Some Afghans and organizations that help refugees have turned to lawyers to try to get answers about the family case. One of these professionals, Vitor Bastos, has been following up at least 220 cases since last year, of which 140 are still awaiting a decision or scheduling an interview.

“People are in a temporary country, hostage to a visa term given by that country, which has no guarantee that it will be renewed. And there are places with ultra-severe policies, Iran predicts a very high fine when the visa expires.” He also claims that even approved visas have taken weeks to be delivered. “When talking to the embassy, ​​there is no space for respectful clarification. The staff is overloaded, without patience”, he says.

“Brazil has recognized the situation of emergency rape in which Afghan people find themselves, but in practice the consular service does not treat it as an emergency”, says João Chaves, coordinator of Migration and Refuge of the Federal Public Defender’s Office in SP. “There was no satisfactory expansion of the system, the number of interviews was insufficient. A funnel was created that prevents the realization of the right.”

According to Chaves, the DPU will send a request for information to Itamaraty. “It is necessary to invest in an emergency, whether with joint efforts, simplification of the procedure or the search for institutional partners”, he says. “The consular service is a public service, and today the situation is dramatic.”

Other side

In a note, Itamaraty declared that the statement that the visa system makes humanitarian policy unfeasible “does not correspond to reality” and that it has already issued an unprecedented number of humanitarian visas for Afghans: 5,579 visas until this Wednesday (3).

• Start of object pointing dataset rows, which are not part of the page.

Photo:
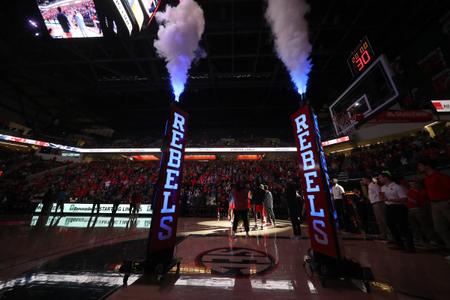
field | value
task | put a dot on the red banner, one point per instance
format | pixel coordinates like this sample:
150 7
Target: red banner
402 116
165 205
315 182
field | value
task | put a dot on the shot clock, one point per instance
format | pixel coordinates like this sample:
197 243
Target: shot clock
361 57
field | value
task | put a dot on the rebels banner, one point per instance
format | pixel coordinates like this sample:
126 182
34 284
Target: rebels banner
315 182
165 203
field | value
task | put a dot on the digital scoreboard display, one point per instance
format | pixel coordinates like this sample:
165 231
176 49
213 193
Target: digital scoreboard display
361 57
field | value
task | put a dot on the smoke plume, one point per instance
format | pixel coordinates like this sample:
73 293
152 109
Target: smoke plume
180 30
290 30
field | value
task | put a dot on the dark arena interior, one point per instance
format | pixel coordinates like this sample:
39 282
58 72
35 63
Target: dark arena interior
226 149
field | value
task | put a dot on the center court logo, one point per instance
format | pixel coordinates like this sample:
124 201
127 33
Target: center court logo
236 261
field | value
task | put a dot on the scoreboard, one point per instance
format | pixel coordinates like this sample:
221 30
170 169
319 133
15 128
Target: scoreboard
361 57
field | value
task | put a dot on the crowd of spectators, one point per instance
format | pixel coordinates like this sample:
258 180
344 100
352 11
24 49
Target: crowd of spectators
400 156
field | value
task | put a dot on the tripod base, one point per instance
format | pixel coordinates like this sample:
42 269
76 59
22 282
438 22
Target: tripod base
329 269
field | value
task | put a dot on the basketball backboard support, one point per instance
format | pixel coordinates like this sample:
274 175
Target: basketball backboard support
372 92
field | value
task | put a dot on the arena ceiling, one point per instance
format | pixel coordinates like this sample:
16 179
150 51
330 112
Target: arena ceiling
120 83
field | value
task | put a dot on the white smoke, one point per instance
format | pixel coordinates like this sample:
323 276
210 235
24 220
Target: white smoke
290 29
180 30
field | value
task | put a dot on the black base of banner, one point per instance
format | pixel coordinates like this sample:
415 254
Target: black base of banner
158 270
331 270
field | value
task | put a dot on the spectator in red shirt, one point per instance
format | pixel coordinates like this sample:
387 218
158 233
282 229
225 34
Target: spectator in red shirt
240 193
419 214
437 186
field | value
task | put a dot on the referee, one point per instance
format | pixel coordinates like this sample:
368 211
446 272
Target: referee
395 198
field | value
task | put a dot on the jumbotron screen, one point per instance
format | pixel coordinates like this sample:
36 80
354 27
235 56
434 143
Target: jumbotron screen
66 19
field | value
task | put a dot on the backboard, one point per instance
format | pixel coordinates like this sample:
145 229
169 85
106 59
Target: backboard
372 92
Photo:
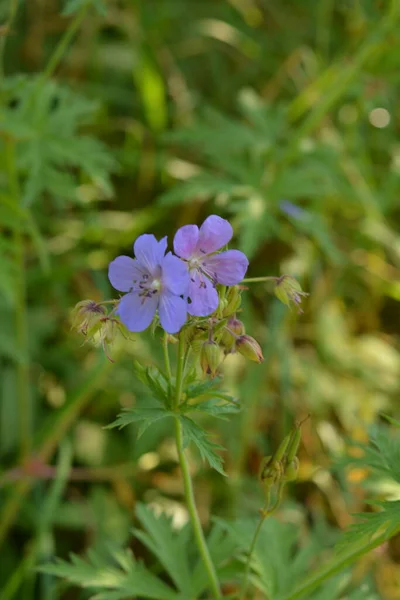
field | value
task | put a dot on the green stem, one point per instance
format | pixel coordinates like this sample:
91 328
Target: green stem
251 550
65 41
333 567
259 279
166 356
187 481
179 372
3 39
266 512
21 321
194 517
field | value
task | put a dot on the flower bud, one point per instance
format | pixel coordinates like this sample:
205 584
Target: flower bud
86 315
288 290
249 347
292 470
210 358
232 330
236 326
233 300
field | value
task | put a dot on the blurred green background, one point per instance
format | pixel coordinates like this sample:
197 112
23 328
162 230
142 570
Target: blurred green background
123 117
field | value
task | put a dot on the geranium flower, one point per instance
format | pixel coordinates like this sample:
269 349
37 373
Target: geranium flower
153 281
198 248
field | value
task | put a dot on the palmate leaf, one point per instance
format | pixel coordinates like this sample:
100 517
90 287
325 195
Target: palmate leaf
385 522
116 575
145 415
208 450
214 408
169 545
45 120
381 454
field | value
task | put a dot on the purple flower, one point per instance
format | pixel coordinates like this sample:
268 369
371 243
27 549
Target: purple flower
198 248
153 281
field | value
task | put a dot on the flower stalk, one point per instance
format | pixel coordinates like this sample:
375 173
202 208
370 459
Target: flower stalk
187 480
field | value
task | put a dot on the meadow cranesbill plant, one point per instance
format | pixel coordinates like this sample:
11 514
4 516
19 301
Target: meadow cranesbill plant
153 281
199 249
194 296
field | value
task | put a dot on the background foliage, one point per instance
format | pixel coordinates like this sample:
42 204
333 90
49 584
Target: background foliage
119 118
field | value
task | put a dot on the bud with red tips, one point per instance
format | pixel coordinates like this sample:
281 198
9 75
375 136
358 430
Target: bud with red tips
210 358
232 330
249 347
86 315
233 300
288 290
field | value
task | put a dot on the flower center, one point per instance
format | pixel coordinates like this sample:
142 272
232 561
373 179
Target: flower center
194 263
156 285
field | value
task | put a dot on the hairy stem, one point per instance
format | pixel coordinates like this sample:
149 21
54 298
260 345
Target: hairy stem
334 566
8 25
265 513
21 324
187 481
259 279
166 357
65 41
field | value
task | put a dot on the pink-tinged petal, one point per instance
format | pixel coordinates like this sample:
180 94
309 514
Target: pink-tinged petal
203 297
172 310
214 234
124 272
162 247
185 241
227 268
175 274
137 312
149 252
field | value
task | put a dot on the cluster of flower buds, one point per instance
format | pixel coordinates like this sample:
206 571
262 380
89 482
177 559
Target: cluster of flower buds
91 319
283 466
288 290
222 334
195 291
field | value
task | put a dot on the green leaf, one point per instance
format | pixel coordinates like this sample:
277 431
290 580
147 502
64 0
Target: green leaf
215 408
146 416
199 389
386 521
73 6
193 433
169 545
45 120
155 380
115 575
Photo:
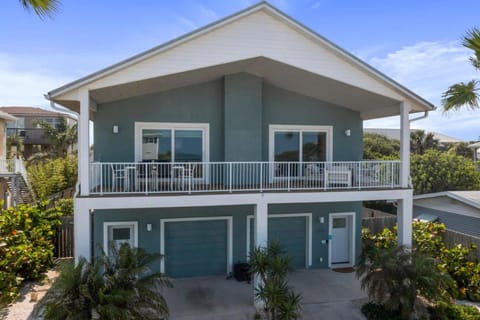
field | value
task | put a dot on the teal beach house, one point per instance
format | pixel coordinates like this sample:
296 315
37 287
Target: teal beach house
244 131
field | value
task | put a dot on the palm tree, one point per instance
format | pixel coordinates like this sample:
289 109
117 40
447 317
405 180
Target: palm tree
466 94
394 276
41 7
62 136
420 141
119 286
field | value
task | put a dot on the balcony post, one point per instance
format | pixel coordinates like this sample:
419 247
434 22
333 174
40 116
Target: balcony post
404 220
260 237
404 145
82 230
84 142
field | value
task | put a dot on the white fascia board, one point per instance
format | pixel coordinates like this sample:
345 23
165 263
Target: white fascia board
132 202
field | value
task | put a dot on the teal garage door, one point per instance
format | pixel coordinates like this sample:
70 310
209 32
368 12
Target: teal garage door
195 248
292 234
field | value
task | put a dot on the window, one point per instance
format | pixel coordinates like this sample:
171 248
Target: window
171 142
117 233
299 144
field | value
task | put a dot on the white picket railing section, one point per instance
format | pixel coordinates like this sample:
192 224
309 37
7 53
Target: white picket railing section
8 166
195 177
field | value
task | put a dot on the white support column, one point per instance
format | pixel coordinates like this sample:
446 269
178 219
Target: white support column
404 145
260 236
83 142
81 229
404 220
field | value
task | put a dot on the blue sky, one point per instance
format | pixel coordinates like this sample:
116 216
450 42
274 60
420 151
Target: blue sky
415 42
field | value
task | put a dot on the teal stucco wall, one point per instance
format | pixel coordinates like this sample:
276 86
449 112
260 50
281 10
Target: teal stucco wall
239 109
151 240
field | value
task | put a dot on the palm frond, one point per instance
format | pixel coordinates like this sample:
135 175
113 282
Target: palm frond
461 95
43 8
472 41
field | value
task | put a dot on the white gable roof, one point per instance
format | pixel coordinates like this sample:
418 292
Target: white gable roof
259 31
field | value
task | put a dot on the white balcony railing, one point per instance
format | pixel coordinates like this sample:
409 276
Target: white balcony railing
196 177
9 166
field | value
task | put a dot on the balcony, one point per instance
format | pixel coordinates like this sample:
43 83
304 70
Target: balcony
228 177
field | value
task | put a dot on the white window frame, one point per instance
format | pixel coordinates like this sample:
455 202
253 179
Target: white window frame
300 129
308 244
119 224
204 127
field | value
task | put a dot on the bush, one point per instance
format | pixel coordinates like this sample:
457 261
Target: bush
436 171
428 240
26 249
119 286
444 311
51 176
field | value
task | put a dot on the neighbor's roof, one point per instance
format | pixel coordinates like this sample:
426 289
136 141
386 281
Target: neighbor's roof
7 116
471 198
55 95
31 111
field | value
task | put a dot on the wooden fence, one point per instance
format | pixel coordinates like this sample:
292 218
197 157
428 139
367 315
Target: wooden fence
63 240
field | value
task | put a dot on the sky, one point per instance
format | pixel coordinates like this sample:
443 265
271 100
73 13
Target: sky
417 43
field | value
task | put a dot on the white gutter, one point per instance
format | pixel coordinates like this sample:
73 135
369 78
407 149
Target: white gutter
419 117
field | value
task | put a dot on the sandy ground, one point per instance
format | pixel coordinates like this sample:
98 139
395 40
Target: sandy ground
30 294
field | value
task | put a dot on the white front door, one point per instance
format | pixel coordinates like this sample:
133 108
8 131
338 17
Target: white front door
342 239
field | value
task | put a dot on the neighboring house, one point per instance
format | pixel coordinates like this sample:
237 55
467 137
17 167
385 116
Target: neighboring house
246 130
395 135
26 126
458 210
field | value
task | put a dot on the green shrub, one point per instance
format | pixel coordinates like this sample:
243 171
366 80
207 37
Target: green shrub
373 311
26 249
444 311
428 240
51 176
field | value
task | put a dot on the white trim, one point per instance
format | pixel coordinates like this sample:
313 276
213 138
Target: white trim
349 58
208 200
272 128
353 241
308 233
204 127
108 224
229 220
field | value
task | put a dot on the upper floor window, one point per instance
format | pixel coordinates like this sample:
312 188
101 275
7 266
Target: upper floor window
300 143
171 142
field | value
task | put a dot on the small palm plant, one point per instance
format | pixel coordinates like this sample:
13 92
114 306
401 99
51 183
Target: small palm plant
271 265
394 277
119 286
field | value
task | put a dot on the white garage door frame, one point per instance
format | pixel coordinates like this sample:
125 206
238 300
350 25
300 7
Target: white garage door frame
353 241
229 220
308 232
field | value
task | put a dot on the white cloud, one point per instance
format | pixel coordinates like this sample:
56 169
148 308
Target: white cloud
208 13
25 86
428 68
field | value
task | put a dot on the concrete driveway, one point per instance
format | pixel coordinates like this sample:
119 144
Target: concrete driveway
326 295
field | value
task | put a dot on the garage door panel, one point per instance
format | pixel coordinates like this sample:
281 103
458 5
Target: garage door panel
195 248
291 233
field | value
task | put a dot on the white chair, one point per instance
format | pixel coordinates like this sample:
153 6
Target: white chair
118 175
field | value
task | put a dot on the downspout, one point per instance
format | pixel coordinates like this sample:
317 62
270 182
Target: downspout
419 117
412 120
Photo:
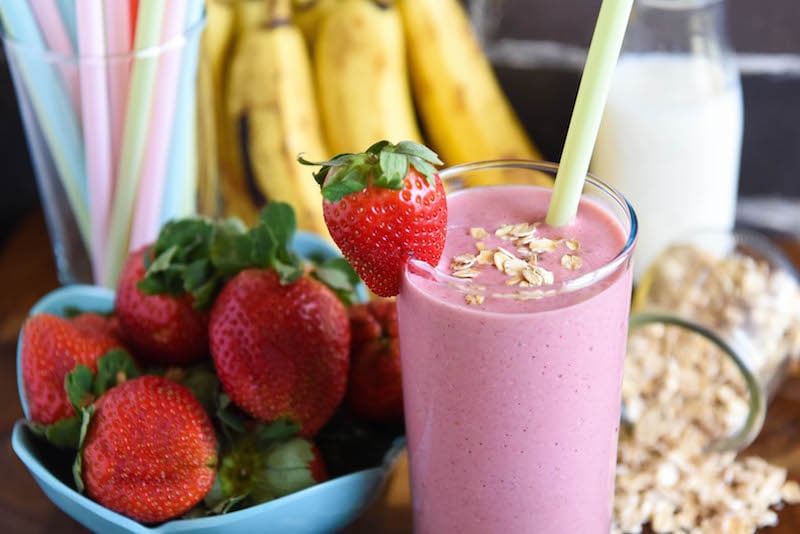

The text says that new appointments “are made available according to the processing capacity of the embassies” and gives the example of Tehran, which conducts 50 interviews a day. “Servers were assigned on transitional missions in order to contribute to the process,” says the folder.

The ministry says it has made the process easier for Afghans, accepting, for example, expired passports and exempting them from proof of vaccination against Covid-19. “The aforementioned policy represents a substantial advance in national migration policy, as it strengthens ties of solidarity with the Afghan people. It differs from the policy practiced by other countries, as it does not limit the number of visas granted to Afghan nationals.”

The note also states that consulate employees have been working overtime to handle the demand and that they have a duty “to carry out careful document analysis”, to avoid approving people involved in crimes and to curb human trafficking.